Exemple : Marie, opératrice sur chaîne, revient d’un arrêt pour trouble musculo‑squelettique. Lors de l’examen de préreprise, le médecin du travail estime qu’il existe un risque sérieux d’inaptitude si rien n’est fait. Avec l’accord de Marie et en lien avec l’employeur, une convention de rééducation professionnelle en entreprise est mise en place : aménagments ergonomiques du poste, formation à un poste moins contraignant, séances de rééducation physique et bilan de compétences. L’objectif est de maintenir Marie dans l’entreprise en lui donnant les moyens physiques et professionnels nécessaires.
- Droit d’accès : tout travailleur handicapé peut bénéficier de réadaptation, rééducation ou formation professionnelle.
- Déclencheurs : bénéficient également les salariés déclarés inaptes (art.
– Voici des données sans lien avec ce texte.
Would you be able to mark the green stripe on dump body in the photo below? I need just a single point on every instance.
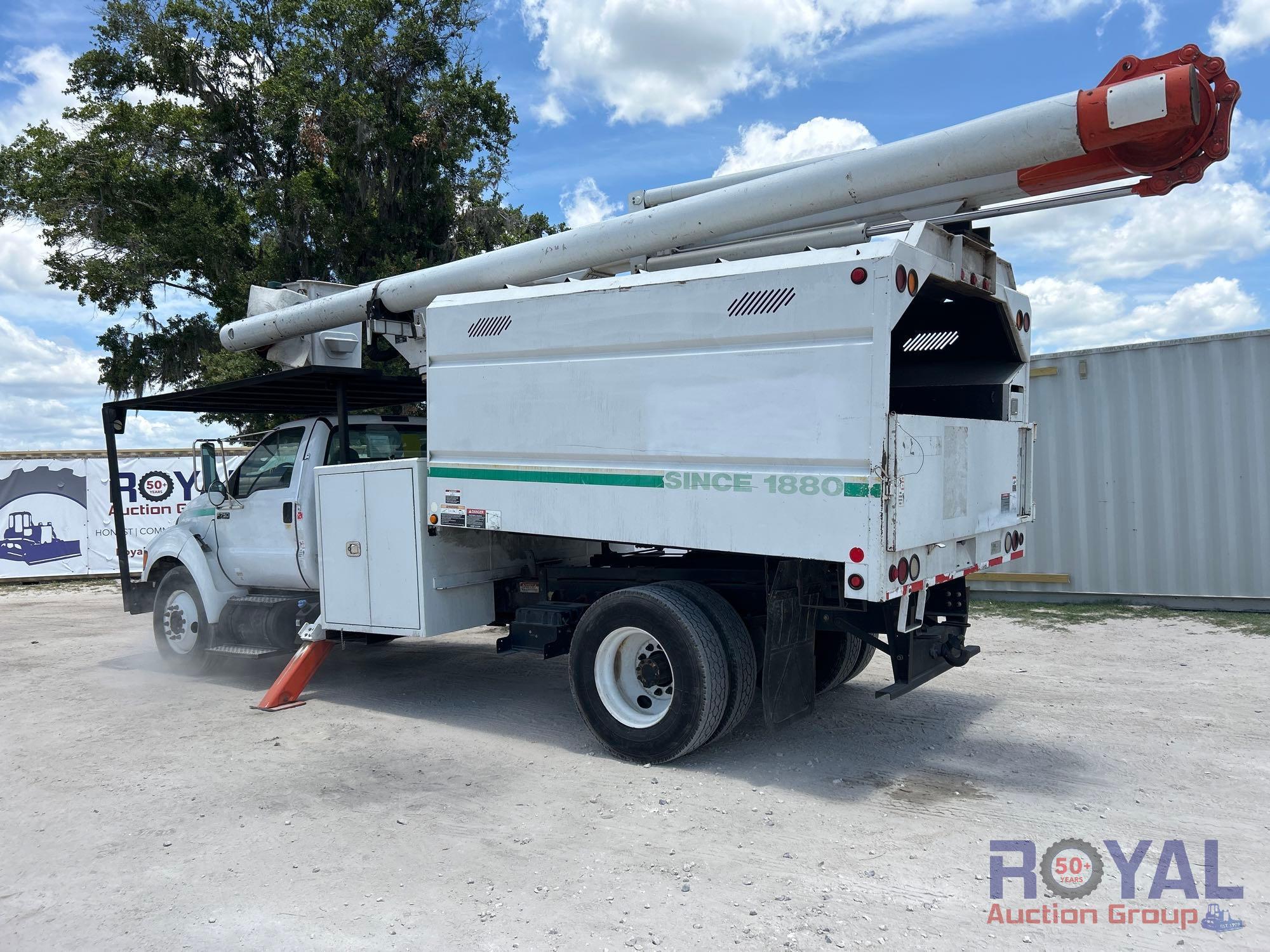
(863, 489)
(577, 479)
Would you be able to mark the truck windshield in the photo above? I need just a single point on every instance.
(371, 442)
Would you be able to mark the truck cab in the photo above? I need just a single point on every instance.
(252, 531)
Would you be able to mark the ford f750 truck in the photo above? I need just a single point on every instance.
(728, 445)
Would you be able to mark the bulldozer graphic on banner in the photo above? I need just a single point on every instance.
(35, 543)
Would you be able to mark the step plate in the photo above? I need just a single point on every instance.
(246, 651)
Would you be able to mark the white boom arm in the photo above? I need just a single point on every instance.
(1158, 115)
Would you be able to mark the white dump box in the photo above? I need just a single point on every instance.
(852, 406)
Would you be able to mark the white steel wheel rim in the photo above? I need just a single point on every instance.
(181, 623)
(634, 677)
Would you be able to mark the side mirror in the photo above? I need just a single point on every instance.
(208, 465)
(209, 475)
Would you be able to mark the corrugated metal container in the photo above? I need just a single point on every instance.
(1153, 475)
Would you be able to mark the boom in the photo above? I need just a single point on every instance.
(1165, 119)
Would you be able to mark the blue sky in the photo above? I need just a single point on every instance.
(637, 93)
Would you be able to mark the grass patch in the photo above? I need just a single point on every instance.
(1061, 618)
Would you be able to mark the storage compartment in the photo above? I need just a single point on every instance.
(383, 572)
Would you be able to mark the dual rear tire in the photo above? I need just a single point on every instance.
(658, 671)
(840, 657)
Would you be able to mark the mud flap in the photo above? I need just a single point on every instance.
(789, 647)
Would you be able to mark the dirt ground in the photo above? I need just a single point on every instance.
(438, 795)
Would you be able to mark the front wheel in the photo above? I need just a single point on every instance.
(648, 673)
(182, 633)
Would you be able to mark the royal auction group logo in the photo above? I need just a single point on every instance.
(1075, 869)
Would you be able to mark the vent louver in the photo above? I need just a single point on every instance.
(761, 303)
(932, 341)
(490, 327)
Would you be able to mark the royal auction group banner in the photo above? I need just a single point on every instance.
(57, 516)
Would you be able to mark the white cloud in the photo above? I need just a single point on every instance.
(551, 111)
(1243, 25)
(40, 76)
(676, 62)
(35, 364)
(1132, 238)
(764, 144)
(50, 399)
(586, 205)
(1074, 313)
(1153, 17)
(22, 262)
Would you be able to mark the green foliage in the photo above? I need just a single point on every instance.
(220, 145)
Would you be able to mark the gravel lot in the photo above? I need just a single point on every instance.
(439, 797)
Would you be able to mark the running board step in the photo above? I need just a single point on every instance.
(246, 651)
(547, 628)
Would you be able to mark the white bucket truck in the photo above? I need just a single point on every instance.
(730, 444)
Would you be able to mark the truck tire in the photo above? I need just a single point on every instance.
(648, 673)
(739, 649)
(182, 633)
(840, 657)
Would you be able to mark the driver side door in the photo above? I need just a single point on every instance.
(257, 544)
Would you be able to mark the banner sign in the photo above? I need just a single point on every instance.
(57, 516)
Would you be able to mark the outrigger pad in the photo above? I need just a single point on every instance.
(789, 649)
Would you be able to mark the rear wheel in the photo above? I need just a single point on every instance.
(739, 649)
(648, 673)
(840, 657)
(182, 633)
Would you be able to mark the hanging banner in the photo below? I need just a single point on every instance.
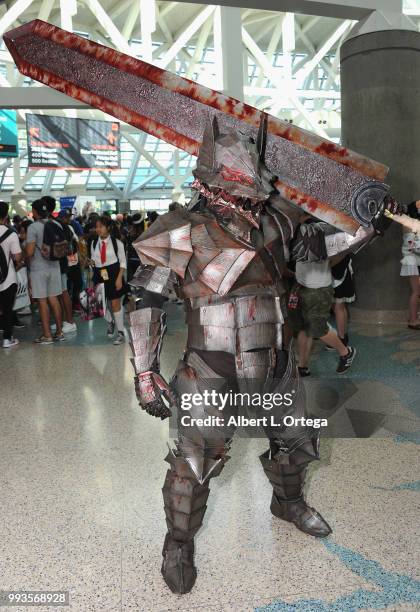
(72, 144)
(9, 146)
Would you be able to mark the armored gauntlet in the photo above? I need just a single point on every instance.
(147, 328)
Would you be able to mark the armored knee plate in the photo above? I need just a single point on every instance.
(288, 502)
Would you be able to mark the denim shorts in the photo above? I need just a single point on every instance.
(46, 283)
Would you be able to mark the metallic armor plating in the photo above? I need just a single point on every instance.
(224, 256)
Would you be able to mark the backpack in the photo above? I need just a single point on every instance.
(92, 246)
(4, 261)
(55, 245)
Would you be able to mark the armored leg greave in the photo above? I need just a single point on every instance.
(288, 502)
(185, 505)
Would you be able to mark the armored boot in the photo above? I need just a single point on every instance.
(288, 502)
(185, 505)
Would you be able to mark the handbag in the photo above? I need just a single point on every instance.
(22, 299)
(92, 302)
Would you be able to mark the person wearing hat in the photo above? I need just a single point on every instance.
(45, 275)
(135, 230)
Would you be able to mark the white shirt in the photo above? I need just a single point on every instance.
(110, 253)
(314, 275)
(10, 247)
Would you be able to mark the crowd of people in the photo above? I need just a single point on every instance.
(63, 254)
(57, 255)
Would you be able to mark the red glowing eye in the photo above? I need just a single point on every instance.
(236, 176)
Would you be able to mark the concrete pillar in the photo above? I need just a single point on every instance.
(380, 83)
(229, 50)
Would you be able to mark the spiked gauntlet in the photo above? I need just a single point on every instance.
(147, 328)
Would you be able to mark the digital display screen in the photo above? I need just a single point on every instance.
(72, 144)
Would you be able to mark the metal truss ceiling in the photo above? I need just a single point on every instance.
(289, 63)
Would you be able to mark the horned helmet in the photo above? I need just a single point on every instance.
(232, 165)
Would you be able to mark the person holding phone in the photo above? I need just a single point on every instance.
(109, 264)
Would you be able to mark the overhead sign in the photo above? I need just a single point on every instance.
(8, 134)
(72, 144)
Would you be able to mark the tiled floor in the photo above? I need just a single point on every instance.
(81, 469)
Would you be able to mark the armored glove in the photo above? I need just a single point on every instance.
(147, 328)
(152, 391)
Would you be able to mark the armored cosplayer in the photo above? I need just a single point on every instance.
(223, 255)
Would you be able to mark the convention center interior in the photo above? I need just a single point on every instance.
(210, 305)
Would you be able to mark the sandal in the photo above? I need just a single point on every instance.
(59, 337)
(43, 340)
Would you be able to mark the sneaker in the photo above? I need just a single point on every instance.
(59, 337)
(69, 327)
(111, 329)
(44, 340)
(120, 339)
(344, 363)
(303, 372)
(344, 340)
(25, 311)
(10, 343)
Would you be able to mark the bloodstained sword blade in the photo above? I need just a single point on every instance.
(318, 175)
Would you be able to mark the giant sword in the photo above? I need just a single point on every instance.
(328, 181)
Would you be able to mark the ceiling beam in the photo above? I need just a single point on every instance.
(341, 9)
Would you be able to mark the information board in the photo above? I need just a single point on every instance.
(72, 144)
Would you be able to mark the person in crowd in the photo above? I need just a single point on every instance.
(89, 229)
(309, 306)
(136, 230)
(45, 275)
(74, 274)
(344, 293)
(410, 266)
(151, 216)
(69, 326)
(108, 258)
(16, 221)
(75, 224)
(10, 256)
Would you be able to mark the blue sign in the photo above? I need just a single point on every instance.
(67, 202)
(8, 134)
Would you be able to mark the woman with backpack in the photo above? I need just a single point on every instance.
(108, 258)
(10, 254)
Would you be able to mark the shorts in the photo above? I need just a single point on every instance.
(410, 270)
(111, 292)
(312, 312)
(63, 281)
(46, 283)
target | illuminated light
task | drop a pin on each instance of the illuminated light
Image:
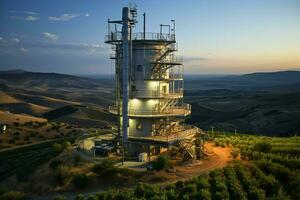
(153, 84)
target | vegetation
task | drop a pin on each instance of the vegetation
(23, 161)
(162, 163)
(265, 168)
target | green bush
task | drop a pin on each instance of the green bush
(106, 168)
(13, 195)
(56, 163)
(80, 181)
(80, 197)
(57, 148)
(61, 174)
(264, 147)
(162, 163)
(60, 197)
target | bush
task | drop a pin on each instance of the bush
(106, 168)
(162, 163)
(61, 174)
(264, 147)
(56, 163)
(203, 194)
(80, 181)
(13, 195)
(57, 148)
(80, 197)
(60, 197)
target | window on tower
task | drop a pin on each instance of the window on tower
(140, 68)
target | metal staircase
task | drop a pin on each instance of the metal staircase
(159, 62)
(185, 149)
(170, 103)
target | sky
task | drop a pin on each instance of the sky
(214, 36)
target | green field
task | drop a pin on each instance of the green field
(264, 168)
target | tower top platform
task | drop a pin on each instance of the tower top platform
(116, 37)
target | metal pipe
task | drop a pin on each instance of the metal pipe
(125, 66)
(144, 27)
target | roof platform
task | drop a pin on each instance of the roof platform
(183, 110)
(167, 140)
(116, 37)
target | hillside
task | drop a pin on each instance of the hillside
(40, 94)
(258, 103)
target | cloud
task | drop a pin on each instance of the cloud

L.4624‑4) ou ceux pour lesquels le médecin identifie un risque d’inaptitude lors de l’examen de préreprise (L.4624‑2‑4).
- Convention spécifique : ces salariés peuvent obtenir une « convention de rééducation professionnelle en entreprise » prévue par l’art. L.5213‑3‑1 pour organiser les actions en entreprise.
- Rôle du médecin du travail : il intervient pour constater l’inaptitude ou identifier le risque lors de l’examen de préreprise et initier les mesures adaptées.
- Objectifs : maintenir l’emploi ou préparer une reconversion en interne en adaptant le poste, en formant ou en rééduquant le salarié.
- Caractère concerté : ces mesures se mettent en place en lien avec le salarié, l’employeur et le médecin du travail (et éventuellement d’autres acteurs de santé/formation).
- Pas d’éviction automatique : l’existence de l’article crée une possibilité d’action pour éviter l’inaptitude et faciliter le maintien dans l’emploi, mais ne décrit pas seule toutes les modalités administratives ou financières (renvoi à l’art. L.5213‑3‑1 et autres textes).